Accident victims are usually reluctant to seek help for emotional distress because they feel they can get over it. The Anxiety and Depression Association of America states that people typically think trauma is related to a loved one’s death or is deeply disturbing and distressing. Personal injuries to a victim’s mental health shows up in three instances:
– Emotional drama of the accident
– Inability to cope with the aftermath of the accident
– Traumatic brain injury
Each individual is unique, and not everyone has the same degree of suffering. For some people, delayed injuries take longer to show up.
You experience emotional trauma when you have a horrible accident. And the pain and memories associated with it trigger mental health issues. Even the trauma of witnessing a distressing accident can leave you suffering from a mental disorder. If you have emotional trauma, you can experience loss of appetite, fatigue, insomnia, and emotions like anger, sadness, or fear. Often emotional symptoms outlast physical injuries.
A severe accident can change your life forever and leave you with limps, visible scars, lost limbs, or permanent disability. Some of these injuries can prevent you from participating in the activities you enjoyed before. Once your physical injuries are healed, the inability to get back to normal causes mental disorders and psychological distress. You could struggle to cope with the changes the accident triggers and suffer from weight loss, insomnia, or mood swings.
A violent accident can trigger a concussion or traumatic brain injury, and both conditions require medical treatment because they can trigger cognitive or mental impairment. If you had a traumatic brain injury, you could have trouble concentrating, memory loss, or issues with problem-solving and also reasoning. Some symptoms improve as your brain heals, but some can be permanent, and you may need assistance with daily activities.
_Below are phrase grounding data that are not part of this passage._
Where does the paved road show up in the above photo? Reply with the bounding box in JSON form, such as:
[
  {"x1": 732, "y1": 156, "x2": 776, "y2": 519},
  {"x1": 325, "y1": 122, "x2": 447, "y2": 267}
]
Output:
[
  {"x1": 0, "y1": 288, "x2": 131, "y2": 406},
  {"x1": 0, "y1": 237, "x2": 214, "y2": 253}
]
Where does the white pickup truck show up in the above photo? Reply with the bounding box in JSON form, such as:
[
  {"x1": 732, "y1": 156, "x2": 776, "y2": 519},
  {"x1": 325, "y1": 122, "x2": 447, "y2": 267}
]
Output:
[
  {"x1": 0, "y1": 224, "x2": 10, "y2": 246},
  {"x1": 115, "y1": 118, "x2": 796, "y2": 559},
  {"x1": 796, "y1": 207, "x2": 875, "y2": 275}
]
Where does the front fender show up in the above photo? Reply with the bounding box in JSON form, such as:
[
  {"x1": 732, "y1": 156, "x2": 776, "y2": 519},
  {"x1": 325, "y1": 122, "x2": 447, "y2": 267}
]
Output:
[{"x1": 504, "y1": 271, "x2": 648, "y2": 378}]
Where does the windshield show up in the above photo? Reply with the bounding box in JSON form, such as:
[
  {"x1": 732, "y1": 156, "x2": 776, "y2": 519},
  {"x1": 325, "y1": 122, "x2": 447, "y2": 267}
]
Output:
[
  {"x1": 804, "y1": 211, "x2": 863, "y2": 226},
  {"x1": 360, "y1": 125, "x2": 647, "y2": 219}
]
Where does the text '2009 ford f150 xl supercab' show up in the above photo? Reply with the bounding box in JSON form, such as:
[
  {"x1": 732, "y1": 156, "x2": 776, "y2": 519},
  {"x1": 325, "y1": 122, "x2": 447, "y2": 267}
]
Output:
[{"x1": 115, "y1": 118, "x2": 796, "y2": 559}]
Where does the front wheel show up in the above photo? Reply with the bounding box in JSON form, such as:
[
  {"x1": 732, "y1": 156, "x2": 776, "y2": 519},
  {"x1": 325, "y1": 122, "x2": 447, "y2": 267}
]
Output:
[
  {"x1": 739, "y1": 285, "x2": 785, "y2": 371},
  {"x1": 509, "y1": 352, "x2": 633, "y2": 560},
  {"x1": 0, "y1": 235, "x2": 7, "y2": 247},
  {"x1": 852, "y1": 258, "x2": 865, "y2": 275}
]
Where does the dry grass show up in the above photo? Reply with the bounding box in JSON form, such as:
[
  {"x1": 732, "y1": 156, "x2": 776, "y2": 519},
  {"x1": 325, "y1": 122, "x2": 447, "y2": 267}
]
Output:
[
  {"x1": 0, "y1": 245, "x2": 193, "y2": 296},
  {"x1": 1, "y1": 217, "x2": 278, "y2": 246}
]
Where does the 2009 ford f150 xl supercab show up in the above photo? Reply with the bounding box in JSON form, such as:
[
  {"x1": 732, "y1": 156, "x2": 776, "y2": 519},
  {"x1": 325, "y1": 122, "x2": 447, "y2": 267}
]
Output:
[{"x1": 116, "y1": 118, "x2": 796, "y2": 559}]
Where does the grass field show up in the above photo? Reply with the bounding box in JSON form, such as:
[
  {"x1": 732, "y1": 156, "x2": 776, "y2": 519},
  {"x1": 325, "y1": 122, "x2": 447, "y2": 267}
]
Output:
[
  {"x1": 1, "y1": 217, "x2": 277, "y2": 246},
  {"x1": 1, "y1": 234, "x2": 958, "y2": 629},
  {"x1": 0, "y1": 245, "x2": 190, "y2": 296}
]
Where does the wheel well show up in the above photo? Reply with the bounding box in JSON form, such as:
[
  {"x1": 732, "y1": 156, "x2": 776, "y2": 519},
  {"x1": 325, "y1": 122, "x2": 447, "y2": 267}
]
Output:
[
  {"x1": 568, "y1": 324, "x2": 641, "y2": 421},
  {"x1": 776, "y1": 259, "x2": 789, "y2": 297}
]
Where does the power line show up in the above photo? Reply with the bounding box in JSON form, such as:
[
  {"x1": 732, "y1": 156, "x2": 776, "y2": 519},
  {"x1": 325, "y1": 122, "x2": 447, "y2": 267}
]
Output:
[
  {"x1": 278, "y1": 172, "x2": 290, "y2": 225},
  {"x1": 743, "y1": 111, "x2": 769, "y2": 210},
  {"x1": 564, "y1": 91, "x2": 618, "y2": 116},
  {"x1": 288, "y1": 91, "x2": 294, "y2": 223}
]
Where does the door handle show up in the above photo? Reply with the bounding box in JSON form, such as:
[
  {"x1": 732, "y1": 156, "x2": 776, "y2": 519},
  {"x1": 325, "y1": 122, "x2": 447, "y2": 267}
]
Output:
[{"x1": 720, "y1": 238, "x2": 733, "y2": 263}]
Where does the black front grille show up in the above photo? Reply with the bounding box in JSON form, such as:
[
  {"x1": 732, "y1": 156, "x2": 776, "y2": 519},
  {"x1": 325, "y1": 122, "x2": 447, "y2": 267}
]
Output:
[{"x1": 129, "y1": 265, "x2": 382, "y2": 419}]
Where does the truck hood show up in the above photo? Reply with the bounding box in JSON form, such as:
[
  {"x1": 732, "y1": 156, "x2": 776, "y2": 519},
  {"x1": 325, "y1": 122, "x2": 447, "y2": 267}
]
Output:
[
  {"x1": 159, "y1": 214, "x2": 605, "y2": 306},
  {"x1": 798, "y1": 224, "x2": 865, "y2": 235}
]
Long-term consequences are usually a mix of physical, mental, emotional, behavioural, and also cognitive issues. For example, some latent effects of neurological health issues can include:
- Sexual dysfunction
- Issues with arousal, concentration, slowness, or attention
- Sensory impairment or loss
- Difficulty with word finding, speech, language comprehension
- Sleep disorders, sleep disturbances, fatigue
- Decreased motor capabilities
- Issues with planning or judgement
- Depression, anxiety, irritability
- Inappropriate behaviour
The above health issues can affect all accidents’ victims who suffered a serious, disfiguring or incapacitating injury. It’s common for those who experienced such injuries to also struggle with chemical dependency, relationship stress, or grief.
The Bottom Line
Emotional and physical injuries can disrupt your pursuit of a comfortable life. If you’re the victim of an incident that wasn’t your fault, you deserve financial coverage. In order to prove the long-term effects of your injuries, seek medical assessment and treatment as soon as possible. A health specialist makes a specific diagnosis and provides you with documents that can help you claim compensation.